(My wife transitioned about 4 years ago now.) The thing that leaps out at me is "becoming a straight woman" - there's two aspects to that, and it's entirely possible that you can cope with both, with one and not the other, or with neither. You are going to be *perceived* as a straight woman by much of society (and I'm bisexual, so I can attest from personal experience that almost nobody ever sees bi as an option...). The second half is that you do not, however, have to accept that label for yourself. There are even self-defined lesbians who have occasional male partners or relationships with men. If your partner is OK with it, you can continue to see yourself as a lesbian with one exception, or you can accept a label like bisexual/pansexual/queer rather than lesbian OR straight.
On the other hand, if you genuinely cannot imagine being with a man romantically or sexually, then you're in the same heartbreaking boat as het women whose husbands transition - you just can't change your orientation enough to include him. In which case, yes, you have to either choose to remain in a relationship with someone you can't be romantic with, or move on.

I will caution that since you love him very much and don't want to leave, it may be worth running a trial period in which you see if you can cope with the changes. Perhaps you'll find your orientation is more flexible than you expected at the end of it. That's only if you think you can tolerate a long time in limbo waiting for the other shoe to drop, though, and no one should blame or accuse you if you can't. This is a hard thing to deal with even for someone who *is* sure about their attraction to people of the same gender that their partner's transitioning to.

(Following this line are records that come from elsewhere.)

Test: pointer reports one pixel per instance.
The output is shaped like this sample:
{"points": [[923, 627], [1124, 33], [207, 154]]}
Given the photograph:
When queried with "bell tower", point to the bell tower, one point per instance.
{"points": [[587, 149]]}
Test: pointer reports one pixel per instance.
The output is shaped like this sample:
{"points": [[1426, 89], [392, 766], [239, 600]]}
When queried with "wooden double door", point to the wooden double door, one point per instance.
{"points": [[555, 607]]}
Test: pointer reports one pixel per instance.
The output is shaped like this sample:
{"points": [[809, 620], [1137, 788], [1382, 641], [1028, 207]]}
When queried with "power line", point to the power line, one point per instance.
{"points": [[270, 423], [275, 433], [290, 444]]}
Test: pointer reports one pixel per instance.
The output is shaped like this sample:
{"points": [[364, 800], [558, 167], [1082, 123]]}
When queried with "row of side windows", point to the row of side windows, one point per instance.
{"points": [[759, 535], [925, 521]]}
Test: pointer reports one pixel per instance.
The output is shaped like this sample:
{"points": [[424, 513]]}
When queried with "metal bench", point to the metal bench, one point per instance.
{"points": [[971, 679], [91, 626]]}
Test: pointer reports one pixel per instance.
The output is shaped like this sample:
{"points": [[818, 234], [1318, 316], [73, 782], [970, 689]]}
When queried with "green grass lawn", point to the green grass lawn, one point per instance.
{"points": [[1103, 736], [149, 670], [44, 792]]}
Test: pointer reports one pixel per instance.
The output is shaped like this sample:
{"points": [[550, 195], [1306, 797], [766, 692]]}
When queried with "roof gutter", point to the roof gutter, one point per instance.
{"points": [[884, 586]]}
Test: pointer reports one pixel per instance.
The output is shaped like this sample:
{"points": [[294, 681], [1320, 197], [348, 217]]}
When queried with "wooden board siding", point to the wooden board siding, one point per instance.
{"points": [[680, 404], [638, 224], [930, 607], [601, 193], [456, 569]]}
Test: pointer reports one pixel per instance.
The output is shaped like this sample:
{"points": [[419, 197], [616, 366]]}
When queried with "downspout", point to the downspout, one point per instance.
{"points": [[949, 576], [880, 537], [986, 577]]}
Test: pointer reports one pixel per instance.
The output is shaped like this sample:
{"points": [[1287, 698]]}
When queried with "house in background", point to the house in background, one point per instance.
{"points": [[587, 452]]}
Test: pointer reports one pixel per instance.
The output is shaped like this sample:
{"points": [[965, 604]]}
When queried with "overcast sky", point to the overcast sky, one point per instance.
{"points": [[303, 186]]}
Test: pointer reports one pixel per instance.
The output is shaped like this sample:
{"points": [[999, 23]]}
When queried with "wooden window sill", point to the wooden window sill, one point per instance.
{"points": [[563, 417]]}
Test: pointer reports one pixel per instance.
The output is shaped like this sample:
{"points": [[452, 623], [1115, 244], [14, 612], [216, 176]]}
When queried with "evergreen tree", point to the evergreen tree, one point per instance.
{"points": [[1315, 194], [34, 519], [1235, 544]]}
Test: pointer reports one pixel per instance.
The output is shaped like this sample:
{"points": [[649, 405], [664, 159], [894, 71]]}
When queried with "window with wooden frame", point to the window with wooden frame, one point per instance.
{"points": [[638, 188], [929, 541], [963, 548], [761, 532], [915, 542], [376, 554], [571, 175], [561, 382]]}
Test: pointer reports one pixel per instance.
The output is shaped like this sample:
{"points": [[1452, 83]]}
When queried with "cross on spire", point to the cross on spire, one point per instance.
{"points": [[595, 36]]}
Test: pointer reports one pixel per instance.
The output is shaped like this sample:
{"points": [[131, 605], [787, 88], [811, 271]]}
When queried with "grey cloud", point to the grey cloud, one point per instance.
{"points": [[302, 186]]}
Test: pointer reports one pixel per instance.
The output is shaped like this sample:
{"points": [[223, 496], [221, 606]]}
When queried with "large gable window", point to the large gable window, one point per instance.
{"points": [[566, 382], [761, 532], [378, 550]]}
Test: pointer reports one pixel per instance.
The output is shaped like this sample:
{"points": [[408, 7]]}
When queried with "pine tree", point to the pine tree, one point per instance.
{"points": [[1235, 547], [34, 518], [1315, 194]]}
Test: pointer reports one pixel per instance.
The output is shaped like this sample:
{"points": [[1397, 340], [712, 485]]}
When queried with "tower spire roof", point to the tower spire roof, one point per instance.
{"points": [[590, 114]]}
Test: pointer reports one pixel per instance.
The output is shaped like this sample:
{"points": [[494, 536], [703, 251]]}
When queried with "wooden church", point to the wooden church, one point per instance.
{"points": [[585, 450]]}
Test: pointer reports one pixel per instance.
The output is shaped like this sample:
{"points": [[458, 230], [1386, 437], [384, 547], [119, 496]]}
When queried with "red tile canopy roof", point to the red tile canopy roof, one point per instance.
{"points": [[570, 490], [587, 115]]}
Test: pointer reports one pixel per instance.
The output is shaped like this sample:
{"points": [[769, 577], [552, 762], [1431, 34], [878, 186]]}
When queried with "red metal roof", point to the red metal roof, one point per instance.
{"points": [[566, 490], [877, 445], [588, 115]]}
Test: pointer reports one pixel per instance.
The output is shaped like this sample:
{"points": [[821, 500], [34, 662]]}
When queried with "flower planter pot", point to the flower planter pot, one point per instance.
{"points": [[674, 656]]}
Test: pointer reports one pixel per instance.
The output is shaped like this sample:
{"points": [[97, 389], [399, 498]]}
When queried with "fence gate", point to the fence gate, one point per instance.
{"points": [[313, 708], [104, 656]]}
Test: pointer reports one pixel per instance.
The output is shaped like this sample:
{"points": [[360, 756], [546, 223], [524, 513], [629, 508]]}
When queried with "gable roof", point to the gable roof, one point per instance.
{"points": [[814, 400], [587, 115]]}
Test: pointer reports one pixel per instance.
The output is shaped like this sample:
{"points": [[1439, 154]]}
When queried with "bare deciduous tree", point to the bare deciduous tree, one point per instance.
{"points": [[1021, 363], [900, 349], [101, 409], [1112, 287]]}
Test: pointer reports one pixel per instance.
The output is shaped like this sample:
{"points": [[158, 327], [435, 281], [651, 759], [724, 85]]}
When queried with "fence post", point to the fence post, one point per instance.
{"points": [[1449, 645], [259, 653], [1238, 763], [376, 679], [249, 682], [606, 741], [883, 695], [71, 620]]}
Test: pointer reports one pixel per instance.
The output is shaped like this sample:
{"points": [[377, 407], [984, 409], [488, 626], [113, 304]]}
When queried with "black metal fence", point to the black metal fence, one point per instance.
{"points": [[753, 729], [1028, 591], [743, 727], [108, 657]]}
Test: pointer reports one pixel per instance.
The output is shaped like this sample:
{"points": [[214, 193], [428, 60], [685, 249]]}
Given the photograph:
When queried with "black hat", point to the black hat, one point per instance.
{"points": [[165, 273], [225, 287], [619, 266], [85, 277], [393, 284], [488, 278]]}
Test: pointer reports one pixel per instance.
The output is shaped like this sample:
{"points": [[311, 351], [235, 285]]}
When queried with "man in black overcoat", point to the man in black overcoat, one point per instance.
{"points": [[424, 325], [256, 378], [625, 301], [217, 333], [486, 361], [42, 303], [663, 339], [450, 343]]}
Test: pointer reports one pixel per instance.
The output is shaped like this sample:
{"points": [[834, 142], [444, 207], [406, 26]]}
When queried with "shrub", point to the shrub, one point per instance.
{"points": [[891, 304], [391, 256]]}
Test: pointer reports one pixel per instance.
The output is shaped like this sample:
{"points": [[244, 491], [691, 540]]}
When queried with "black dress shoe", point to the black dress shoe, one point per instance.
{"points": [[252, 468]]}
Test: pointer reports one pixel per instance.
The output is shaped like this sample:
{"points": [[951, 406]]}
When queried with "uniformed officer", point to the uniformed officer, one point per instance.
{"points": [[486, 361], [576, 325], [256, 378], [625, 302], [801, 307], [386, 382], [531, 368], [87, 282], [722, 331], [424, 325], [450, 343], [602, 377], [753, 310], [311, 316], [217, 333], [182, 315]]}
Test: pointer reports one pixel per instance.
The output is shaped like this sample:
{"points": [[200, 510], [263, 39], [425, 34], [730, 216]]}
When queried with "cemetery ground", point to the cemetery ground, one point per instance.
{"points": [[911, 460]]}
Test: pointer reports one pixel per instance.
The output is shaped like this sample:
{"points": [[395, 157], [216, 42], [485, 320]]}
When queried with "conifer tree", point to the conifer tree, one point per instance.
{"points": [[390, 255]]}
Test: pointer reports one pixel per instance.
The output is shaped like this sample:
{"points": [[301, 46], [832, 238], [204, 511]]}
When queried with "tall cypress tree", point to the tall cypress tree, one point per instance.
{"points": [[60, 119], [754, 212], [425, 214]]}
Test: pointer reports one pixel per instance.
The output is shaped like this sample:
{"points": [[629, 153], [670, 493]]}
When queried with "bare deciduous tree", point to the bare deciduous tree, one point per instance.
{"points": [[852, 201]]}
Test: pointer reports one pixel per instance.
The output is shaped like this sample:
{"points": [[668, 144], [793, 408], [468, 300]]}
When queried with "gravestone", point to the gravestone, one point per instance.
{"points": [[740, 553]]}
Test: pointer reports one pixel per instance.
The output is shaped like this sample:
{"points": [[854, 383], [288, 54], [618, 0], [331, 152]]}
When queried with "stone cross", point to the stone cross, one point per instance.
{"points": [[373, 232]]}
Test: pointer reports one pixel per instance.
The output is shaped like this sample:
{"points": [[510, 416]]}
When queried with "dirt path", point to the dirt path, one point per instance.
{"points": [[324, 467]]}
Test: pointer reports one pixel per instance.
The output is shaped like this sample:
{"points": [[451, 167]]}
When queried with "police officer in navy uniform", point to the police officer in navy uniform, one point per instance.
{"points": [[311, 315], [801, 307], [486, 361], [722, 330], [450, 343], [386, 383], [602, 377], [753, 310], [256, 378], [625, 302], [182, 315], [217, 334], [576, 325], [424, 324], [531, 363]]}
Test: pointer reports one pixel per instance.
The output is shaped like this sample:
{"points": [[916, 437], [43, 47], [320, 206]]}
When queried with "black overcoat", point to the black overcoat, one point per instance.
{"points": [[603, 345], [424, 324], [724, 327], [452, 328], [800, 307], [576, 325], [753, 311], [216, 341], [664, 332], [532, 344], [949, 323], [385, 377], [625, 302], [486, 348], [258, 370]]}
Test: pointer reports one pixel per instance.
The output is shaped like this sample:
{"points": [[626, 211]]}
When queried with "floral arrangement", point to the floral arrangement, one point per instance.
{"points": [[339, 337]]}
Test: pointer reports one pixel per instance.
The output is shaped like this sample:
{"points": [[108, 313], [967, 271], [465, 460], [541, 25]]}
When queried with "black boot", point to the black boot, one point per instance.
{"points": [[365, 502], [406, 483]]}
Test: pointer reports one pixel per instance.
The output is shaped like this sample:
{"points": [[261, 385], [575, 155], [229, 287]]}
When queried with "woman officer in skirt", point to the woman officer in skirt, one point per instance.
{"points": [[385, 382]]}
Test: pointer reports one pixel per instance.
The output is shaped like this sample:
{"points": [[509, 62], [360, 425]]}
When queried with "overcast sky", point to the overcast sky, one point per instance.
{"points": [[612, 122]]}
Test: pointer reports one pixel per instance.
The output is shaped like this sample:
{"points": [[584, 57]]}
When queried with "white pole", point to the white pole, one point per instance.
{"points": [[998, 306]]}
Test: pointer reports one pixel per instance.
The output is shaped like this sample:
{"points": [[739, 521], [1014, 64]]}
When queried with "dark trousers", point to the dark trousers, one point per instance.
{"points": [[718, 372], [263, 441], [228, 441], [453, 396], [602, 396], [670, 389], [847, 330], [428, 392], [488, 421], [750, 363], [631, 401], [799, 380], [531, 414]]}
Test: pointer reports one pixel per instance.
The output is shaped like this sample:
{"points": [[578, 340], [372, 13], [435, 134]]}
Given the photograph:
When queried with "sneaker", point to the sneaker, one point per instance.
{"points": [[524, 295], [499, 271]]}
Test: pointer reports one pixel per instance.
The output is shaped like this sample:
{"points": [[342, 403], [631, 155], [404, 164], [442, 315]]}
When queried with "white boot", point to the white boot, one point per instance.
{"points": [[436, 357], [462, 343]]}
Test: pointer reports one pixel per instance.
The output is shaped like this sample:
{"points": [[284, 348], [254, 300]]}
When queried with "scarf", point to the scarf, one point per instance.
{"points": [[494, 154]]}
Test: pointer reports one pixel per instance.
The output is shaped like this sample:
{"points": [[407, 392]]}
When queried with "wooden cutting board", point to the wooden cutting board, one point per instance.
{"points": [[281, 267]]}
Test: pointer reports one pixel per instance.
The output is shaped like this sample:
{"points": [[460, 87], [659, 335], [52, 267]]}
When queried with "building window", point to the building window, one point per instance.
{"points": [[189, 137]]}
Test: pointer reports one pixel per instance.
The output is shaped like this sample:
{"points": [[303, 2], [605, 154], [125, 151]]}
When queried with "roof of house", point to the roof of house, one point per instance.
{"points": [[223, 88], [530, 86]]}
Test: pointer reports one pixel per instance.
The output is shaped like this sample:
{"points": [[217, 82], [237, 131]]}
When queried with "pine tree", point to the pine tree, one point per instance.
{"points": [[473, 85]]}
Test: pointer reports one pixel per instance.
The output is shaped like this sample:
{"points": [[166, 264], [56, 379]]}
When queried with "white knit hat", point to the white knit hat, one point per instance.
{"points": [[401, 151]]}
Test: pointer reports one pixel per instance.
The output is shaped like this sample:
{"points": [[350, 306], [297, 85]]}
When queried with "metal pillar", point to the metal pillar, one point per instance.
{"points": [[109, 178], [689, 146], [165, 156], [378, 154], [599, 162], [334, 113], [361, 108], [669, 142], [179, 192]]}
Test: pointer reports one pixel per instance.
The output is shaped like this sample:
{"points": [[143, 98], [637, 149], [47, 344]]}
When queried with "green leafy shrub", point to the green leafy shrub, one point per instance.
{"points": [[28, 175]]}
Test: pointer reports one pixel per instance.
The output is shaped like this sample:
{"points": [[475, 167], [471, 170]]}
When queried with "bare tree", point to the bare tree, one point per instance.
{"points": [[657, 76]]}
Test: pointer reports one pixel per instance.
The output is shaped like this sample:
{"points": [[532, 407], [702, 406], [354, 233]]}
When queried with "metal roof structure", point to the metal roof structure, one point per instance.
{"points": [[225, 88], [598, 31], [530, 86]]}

You are not being selfish, and compromise *may* be possible if he's willing to work with you here.
Lastly, I will say that my wife is indeed the same person. She's happier, calmer, and more contented now, but there haven't been huge personality changes. The physical changes ARE huge - and I'm not in any way minimizing how much that can matter - but I was terrified that I'd also find myself married to a stranger, and that didn't happen.